- Thoroughly washed milk jug
- Garden hose extender. Used for attaching two hoses together. It has male threads on both ends, and a valve in the middle to control the volume passing through the hose. You can get these at pretty much and hardware, or garden center.
- Glue/epoxy etc.
- 1 gallon of milk ~$2.50 ;)
- Extended ~ $3
- Glue/epoxy ~$2
Cut a hole about the size of a quarter in the bottom of the milk jug. This is where you will fill the jug, and it allows for the water to flow. Next, attach the extender to the spout of the milk jug using the glue or epoxy. I used the two part epoxy that you mash together into a putty because it holds the extender nicely until the putty hardens. Voilla.
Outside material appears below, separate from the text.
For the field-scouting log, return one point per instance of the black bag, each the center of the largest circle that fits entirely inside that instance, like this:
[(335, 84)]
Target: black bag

To use this device, fill it with kalk, and set it over the tank. I usually drip it into an old Skilter that I have hanging on the tank for waterflow, and carbon bags. The valve can be adjusted to controll the drip rate. It's a little tricky, but you can get the drip rate to about 1 drop/ 1-2 seconds. This device is also a good indicator of the quality of your Kalk, if it stops dripping, it is likely that you didn't siphon the best part of the Kalk and you've got precipitate blocking the valve. Just hold the device over the sink (being careful not to shake up the precip), and open the valve for a second. You'll notice a milky white precip coming out of the valve.
- Use a twist tie and old pantyhose (clean ;) as a filte rto drip the water through.
- Attach a small tube to the valve and place the device above the tank so that the kalk drips through the tube into the tank. This allows you to place the device wherever you like.